Quién podía imaginar que tras la
sonrisa de filmoteca de ese individuo, que tras la mirada cultivada de vítores,
que tras las manos llenas de gestos amplios y acogedores, que tras ese empaque
de hombre legal y justo, se escondía el estafador más grande y mentiroso que
jamás había conocido.
Fue una mañana
de Junio, el calor aún no apretaba demasiado, hasta tenía que guardarme en el
bolso una rebeca de hilo por si acaso.
No recuerdo
quién nos presentó, quizás mi jefe, o aquel amigo común al que hacía años no veía,
no sé. Lo cierto es que, no sólo me traspasó su mirada felina, sino su
personalidad entusiasta, su extrema amabilidad, su ademán de inteligente educado.
Reconozco que
era el tipo de persona del que cualquiera puede enamorarse. Reconozco que era
mi tipo, o fingió ser mi tipo, ya apenas distingo la realidad de la farsa, de
la mentira estudiada hasta extremos ilimitados. Porque terminé saliendo con ese
hombre de ojos verdes y dedos largos, terminé locamente enamorada de ese adonis
de piernas atléticas y cuerpo fibroso, terminé infringiendo mis leyes por amor,
sometiendo mi vida a alguien sin escrúpulos.

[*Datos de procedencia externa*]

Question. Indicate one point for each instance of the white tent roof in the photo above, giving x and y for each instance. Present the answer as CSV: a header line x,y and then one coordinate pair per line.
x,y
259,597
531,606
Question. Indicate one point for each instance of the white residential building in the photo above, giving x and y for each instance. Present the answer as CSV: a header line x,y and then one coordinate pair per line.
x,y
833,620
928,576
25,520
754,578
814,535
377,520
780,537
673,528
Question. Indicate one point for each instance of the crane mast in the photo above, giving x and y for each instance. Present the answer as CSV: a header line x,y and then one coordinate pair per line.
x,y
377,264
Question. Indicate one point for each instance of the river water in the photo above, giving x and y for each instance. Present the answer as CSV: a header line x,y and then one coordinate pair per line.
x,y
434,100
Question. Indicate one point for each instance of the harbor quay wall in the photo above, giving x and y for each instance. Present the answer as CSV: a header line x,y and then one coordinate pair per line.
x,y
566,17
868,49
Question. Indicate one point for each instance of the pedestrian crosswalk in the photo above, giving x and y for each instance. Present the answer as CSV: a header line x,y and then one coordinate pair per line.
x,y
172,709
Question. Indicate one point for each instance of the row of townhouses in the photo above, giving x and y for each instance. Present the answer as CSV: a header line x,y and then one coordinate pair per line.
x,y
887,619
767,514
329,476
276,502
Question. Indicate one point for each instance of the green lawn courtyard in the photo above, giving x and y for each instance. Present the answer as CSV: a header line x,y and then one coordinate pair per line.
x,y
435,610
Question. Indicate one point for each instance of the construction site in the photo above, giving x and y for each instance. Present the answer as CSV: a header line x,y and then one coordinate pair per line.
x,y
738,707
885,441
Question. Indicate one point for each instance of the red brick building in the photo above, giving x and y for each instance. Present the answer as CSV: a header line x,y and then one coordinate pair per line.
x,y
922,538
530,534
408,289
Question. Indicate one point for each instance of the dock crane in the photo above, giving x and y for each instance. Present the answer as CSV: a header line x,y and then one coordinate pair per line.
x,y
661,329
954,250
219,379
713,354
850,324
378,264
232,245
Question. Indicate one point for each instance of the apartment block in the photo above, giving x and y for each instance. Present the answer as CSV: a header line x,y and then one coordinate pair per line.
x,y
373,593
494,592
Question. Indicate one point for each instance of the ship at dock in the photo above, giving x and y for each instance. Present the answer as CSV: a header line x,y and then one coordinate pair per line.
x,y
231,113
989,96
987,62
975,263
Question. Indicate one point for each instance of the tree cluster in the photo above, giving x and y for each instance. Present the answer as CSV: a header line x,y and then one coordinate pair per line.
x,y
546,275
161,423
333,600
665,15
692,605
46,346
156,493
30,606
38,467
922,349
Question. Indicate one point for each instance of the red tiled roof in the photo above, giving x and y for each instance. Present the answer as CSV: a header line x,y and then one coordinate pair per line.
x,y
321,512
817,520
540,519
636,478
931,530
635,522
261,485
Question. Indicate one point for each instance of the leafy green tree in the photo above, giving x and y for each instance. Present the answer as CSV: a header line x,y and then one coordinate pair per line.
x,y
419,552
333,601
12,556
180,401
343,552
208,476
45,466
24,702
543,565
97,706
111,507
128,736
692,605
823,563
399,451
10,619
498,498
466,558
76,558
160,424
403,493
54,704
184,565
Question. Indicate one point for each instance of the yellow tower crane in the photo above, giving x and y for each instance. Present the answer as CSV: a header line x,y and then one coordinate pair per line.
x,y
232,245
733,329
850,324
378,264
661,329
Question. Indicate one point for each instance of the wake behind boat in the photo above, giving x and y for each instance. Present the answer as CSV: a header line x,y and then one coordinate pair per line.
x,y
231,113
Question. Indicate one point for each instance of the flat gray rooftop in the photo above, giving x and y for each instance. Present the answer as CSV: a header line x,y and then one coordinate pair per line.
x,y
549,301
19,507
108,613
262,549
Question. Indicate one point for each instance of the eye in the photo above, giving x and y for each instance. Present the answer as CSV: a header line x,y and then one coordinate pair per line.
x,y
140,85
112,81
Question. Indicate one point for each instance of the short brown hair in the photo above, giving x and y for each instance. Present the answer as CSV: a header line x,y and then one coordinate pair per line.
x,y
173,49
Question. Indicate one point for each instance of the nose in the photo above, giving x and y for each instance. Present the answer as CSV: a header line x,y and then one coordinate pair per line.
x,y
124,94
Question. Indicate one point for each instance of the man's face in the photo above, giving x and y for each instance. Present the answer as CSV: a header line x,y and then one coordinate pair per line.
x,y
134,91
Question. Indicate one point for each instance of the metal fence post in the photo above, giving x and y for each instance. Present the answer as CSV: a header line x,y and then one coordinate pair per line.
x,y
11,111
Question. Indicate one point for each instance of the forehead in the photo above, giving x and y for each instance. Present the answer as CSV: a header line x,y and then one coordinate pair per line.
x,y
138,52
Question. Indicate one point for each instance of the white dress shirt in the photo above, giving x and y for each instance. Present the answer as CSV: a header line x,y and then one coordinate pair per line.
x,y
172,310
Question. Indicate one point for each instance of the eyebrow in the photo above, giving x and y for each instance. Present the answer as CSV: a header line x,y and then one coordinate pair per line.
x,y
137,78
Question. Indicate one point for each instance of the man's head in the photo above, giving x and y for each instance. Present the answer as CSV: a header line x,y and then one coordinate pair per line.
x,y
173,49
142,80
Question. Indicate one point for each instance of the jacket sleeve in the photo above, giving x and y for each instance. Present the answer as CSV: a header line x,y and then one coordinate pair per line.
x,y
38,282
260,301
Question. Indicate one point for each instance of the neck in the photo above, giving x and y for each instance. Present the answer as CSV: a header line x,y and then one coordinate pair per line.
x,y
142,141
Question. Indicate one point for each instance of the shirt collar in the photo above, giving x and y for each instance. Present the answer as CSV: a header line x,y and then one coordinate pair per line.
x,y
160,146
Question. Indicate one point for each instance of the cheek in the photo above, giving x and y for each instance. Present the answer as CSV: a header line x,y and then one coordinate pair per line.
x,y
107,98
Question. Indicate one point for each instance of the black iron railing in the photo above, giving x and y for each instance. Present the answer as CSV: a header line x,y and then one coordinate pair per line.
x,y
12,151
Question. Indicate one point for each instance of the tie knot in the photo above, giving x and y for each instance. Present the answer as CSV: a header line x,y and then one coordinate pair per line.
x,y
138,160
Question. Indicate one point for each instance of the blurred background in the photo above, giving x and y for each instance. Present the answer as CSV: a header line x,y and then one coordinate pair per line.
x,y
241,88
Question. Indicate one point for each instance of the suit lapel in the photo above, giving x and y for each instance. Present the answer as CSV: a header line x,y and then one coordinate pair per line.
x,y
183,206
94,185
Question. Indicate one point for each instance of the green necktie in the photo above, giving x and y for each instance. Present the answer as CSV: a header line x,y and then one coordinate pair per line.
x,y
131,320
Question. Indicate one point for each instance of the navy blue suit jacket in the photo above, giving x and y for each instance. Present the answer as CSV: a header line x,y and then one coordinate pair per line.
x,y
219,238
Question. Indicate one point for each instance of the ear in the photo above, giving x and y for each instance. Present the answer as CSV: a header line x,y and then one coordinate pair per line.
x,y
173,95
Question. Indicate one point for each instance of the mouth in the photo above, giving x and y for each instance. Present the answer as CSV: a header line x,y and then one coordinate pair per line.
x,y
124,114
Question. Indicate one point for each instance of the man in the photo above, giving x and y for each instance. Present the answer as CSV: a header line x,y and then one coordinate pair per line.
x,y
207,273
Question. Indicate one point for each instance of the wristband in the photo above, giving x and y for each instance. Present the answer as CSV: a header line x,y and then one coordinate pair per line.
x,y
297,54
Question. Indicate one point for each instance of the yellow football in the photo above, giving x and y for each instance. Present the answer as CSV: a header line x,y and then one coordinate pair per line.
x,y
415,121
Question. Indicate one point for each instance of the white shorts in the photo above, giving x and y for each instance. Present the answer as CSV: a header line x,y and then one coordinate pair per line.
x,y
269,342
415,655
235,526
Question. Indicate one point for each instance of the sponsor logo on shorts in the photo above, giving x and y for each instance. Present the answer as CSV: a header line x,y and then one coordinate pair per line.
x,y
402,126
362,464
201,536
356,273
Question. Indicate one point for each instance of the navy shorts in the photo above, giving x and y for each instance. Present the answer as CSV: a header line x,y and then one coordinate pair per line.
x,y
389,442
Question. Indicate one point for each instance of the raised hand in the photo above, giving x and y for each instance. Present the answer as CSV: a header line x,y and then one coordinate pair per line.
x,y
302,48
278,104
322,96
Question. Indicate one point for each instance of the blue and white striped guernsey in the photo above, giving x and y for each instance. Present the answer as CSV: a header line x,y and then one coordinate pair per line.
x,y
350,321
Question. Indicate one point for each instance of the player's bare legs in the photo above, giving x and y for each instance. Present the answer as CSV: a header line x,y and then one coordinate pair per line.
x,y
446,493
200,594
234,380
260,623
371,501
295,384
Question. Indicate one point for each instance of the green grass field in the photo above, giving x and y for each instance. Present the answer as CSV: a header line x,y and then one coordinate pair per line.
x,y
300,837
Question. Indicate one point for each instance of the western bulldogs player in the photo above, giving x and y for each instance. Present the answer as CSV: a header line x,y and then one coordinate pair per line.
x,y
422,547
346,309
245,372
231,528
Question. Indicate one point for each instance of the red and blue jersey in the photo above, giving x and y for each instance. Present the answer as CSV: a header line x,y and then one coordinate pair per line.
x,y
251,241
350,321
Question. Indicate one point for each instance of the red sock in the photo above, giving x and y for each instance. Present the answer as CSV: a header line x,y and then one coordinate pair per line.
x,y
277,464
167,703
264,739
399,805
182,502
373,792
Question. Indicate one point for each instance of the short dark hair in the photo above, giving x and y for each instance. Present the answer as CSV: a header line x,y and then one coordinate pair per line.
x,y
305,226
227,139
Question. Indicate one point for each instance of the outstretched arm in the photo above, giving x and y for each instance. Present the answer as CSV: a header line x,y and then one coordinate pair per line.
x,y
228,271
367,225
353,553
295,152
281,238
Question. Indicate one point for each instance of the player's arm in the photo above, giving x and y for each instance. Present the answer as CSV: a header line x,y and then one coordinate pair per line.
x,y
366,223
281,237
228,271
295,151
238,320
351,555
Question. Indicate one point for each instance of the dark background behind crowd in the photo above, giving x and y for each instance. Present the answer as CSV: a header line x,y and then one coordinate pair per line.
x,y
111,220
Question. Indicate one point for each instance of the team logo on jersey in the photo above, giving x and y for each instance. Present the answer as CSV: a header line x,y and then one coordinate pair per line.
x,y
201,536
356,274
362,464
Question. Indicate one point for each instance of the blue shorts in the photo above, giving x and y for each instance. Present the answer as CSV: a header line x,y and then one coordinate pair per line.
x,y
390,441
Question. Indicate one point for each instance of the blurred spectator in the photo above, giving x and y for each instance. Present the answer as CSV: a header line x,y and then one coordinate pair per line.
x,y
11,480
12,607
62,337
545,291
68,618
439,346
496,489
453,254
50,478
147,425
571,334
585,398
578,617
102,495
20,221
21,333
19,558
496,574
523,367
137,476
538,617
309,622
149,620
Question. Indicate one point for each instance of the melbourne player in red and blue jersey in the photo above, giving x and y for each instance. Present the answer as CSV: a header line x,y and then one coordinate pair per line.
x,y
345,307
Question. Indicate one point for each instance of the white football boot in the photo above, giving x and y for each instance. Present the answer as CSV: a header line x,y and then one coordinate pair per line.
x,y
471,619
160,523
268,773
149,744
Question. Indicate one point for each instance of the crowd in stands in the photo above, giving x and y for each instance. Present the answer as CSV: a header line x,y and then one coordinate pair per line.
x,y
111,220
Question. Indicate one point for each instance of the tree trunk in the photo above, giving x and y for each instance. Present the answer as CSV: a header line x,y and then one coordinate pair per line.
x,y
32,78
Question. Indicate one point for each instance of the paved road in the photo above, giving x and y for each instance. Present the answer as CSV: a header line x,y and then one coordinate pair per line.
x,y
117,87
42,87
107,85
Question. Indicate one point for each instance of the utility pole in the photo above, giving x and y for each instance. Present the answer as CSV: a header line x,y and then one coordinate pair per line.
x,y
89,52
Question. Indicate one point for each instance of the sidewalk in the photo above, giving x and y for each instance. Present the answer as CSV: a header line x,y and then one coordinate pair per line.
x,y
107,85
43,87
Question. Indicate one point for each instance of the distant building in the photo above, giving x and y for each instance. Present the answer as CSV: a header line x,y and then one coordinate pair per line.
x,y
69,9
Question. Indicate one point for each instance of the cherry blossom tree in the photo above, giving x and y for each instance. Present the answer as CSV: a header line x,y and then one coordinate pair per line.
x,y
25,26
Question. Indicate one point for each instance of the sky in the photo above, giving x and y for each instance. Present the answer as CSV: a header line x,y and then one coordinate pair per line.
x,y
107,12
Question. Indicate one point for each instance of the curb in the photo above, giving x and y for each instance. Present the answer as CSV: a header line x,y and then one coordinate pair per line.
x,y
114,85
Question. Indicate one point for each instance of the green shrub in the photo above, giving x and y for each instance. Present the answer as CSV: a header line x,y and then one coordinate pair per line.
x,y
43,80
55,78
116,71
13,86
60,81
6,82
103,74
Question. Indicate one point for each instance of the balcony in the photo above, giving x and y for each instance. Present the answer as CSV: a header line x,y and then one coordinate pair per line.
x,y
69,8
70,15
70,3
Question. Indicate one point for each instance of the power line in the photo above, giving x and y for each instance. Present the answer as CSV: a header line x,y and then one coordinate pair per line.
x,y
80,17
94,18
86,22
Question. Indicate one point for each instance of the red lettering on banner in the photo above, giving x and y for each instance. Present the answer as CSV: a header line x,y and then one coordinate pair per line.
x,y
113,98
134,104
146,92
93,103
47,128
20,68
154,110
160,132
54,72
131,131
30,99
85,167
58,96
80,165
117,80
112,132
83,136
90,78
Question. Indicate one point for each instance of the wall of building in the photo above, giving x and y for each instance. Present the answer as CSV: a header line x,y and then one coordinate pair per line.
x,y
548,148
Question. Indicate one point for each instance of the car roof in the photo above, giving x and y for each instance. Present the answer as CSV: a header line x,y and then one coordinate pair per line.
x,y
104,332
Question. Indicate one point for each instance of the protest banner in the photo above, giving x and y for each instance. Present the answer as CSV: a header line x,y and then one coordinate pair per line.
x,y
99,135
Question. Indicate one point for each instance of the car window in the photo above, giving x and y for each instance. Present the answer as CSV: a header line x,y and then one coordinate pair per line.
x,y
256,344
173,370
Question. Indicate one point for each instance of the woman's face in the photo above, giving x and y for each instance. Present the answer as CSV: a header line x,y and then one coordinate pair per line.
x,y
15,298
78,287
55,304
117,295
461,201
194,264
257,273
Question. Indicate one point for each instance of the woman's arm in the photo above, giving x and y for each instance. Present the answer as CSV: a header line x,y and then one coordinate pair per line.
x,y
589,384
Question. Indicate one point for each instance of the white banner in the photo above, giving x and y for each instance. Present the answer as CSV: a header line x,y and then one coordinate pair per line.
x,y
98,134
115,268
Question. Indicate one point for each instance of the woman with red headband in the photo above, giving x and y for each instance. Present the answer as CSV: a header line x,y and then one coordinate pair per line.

Porque los mentirosos no tienen
escrúpulos, no se cansan de mentir, no se hartan de robar.
Me usurpó el
dinero, los bienes, la autoestima, la comida, la rebeca de hilo y, para colmo,
terminó convenciendo al mundo que nuestro idilio fracasó por mis continuos
engaños.
Yo que no
soporto las mentiras, que sucumbo por no ocultar los detalles, que me
puede la sinceridad antes de callar y sufrir con vergüenza el perderme en el olvido.
La repetición insaciable
de una mentira se convierte en una verdad ambiciosa y yo me cegué de ambición.
Ahora repito
palabras, me pica la boca, me suda la frente, me quedo con la mirada fija, me
justifico innecesariamente, trago saliva y descanso mientras huyo. Todo lo que no observé que hacía el hombre que me robó la dignidad.